In an interview with ACI Prensa, the Spanish-language sister service of EWTN News, Francisco Javier Acero, OAR, auxiliary bishop of the Primatial Archdiocese of Mexico and a member of the Latin American council of the Center for the Protection of Minors, emphasized the importance of the Church returning “to the essentials, to Jesus,” to ensure that “as members of the Church, we stand with the weakest and most vulnerable … the victims.”
“We must create spaces for them so we can listen to them. We cannot engage in prevention if we are not capable of listening with empathy and without prejudice,” he stated.
The prelate said that “when we listen, we are directing all our faculties toward grasping, attending to, and interpreting the verbal messages and other expressions such as body language and tone of voice of that victim who has been scarred for life.” It means finding the meaning behind the sound of their voice “within the deep wound they carry, and putting ourselves in their shoes.”

Resistance to recognizing and confronting abuse
According to Acero, who prior to his episcopal ordination in 2022 served as major superior of the Augustinian Recollects for Mexico and Costa Rica, the resistance within the Church to recognizing and confronting abuse “lies in clericalism as well as in its structures.”
“There is a hidden clericalism among the laity that does great harm preventing our people of God from being holy and faithful,” he said — a phenomenon that also affects “bishops, priests, and those in consecrated life.”
“There is also an exacerbated clericalism caused by formation systems outwardly embellished with a profound spirituality that at their core revert to a nostalgia for the past; a nostalgia that prefers a Church that’s a museum to a Church that embodies the Gospel alongside faces that suffer and weep over injustices,” he noted.
“Pope Francis spoke of a ‘spiritual worldliness’ that manifests itself in self-satisfaction, a desire for applause, and careerism aimed at personal advancement,” he recalled, warning against a “worldly mentality centered on money, pride, and selfishness rather than living in accordance with the cross of Christ.”
Acero pointed out that “the structures of the Church, if they do not lead to processes of personal conversion and healthy relationships with others, become ossified; and we become more like bureaucrats of the altar than servants of charity.”
The challenge of discernment
For Acero, “the pain of a victim is to be believed from the very first moment. It is a wound that is sensed and doesn’t require verification, because the wound itself seeps forth when you listen to the victim.”
“Systematic suspicion persists and takes root when there is a false sense of fatherhood and a flawed understanding of what the Church is,” he continued.
He noted that “in this change of epochs with the new digital culture that has become integrated into our lives, we have access to such a vast amount of information such that we have never been as vulnerable to deception as we are today.”

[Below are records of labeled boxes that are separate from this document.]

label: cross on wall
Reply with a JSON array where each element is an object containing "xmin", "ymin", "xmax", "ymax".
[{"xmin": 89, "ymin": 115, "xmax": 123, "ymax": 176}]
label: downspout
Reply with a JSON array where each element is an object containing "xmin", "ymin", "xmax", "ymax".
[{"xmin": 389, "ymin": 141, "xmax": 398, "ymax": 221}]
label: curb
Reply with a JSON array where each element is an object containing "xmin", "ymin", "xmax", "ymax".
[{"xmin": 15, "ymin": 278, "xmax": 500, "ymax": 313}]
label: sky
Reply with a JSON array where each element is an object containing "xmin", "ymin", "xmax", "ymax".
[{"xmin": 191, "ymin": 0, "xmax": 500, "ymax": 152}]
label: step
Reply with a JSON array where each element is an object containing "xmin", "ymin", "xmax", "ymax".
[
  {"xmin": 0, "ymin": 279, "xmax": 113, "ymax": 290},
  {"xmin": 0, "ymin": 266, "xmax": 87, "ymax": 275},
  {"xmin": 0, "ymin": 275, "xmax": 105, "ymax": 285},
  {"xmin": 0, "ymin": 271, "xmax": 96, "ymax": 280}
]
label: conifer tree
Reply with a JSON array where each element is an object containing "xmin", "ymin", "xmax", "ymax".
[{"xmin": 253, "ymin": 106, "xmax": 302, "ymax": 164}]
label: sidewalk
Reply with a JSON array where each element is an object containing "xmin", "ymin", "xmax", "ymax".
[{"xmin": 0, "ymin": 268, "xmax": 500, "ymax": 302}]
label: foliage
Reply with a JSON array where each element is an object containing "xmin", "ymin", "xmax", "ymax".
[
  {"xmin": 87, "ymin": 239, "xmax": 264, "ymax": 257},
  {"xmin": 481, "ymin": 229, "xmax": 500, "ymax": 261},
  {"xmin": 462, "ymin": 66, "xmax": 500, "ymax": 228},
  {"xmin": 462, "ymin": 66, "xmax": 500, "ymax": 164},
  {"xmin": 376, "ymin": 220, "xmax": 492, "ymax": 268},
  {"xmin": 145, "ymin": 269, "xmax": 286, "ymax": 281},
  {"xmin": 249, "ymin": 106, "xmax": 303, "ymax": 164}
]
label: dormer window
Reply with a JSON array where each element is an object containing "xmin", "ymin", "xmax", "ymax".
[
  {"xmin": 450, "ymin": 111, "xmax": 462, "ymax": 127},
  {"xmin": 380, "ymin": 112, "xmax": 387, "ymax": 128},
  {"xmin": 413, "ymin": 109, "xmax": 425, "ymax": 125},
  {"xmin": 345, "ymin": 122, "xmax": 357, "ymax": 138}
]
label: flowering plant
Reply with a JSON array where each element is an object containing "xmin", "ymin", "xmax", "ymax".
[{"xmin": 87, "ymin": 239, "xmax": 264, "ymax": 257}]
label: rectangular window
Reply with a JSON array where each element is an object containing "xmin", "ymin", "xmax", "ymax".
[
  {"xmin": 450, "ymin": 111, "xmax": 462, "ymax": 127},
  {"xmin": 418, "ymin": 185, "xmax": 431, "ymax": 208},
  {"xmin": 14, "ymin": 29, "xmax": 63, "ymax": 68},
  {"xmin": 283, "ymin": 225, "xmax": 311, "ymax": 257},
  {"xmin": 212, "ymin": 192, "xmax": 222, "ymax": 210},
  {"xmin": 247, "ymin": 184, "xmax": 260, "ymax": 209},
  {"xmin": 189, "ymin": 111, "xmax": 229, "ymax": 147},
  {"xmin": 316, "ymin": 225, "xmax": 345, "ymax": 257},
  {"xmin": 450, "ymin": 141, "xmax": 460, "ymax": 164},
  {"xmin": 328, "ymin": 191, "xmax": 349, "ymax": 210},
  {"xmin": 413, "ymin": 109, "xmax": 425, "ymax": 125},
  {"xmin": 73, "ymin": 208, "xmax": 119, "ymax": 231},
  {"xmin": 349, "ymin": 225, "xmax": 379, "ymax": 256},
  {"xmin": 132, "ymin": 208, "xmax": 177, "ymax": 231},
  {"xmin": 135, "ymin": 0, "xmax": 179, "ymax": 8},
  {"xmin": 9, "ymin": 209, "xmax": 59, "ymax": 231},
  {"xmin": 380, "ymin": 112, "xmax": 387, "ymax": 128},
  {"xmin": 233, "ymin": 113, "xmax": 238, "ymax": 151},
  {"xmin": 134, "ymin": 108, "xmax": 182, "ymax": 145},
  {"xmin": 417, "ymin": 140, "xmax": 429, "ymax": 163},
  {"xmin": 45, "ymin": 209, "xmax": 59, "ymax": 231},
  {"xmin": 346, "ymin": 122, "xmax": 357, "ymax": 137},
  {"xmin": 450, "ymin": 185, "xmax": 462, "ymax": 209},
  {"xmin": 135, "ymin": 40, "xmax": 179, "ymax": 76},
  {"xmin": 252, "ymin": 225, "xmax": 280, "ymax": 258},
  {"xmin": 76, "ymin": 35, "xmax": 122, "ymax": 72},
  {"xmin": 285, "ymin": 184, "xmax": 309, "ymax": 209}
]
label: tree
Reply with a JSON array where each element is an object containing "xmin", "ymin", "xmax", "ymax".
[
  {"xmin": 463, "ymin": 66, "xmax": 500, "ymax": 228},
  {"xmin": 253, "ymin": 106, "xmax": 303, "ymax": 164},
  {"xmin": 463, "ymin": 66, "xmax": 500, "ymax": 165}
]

“We are enamored of the superfluous, and we are increasingly incapable of delving deeper to reach the underlying essence of people and issues. We remain at the level of headlines, rumors, and superficial comments about others which shape our judgments.”
The prelate emphasized that “suspicion and careerism go hand in hand; negative influences along with a type of Church that is scarcely missionary and highly self-referential cause one to fall into a world of complicity and covering up cases.”
Unfortunately, the proclamation of the good news becomes corrupted when allegations arise and we turn a blind eye to them because they are inconvenient, he said.
The key: Staying centered on Jesus
When asked how a bishop can make sure victims are cared for in a warm, loving manner, Acero emphasized that it helps for the victim to feel “supported by God in prayer, by a person who assists him in spiritual direction, and by a group of brothers who look out for and protect him.”
“Valor and courage don’t come from human gifts; the momentum comes from within the Spirit. Only the Spirit restores harmony to the heart, for he is the one who creates that ‘intimacy with God’ of which St. Basil spoke.”
According to the auxiliary bishop, “when we are centered on Jesus,” we go through life “without getting caught up in dynamics that seek to polarize, or to deny the harm we have caused through our misconduct and our inability to empathize with those who suffer all manner of abuse.”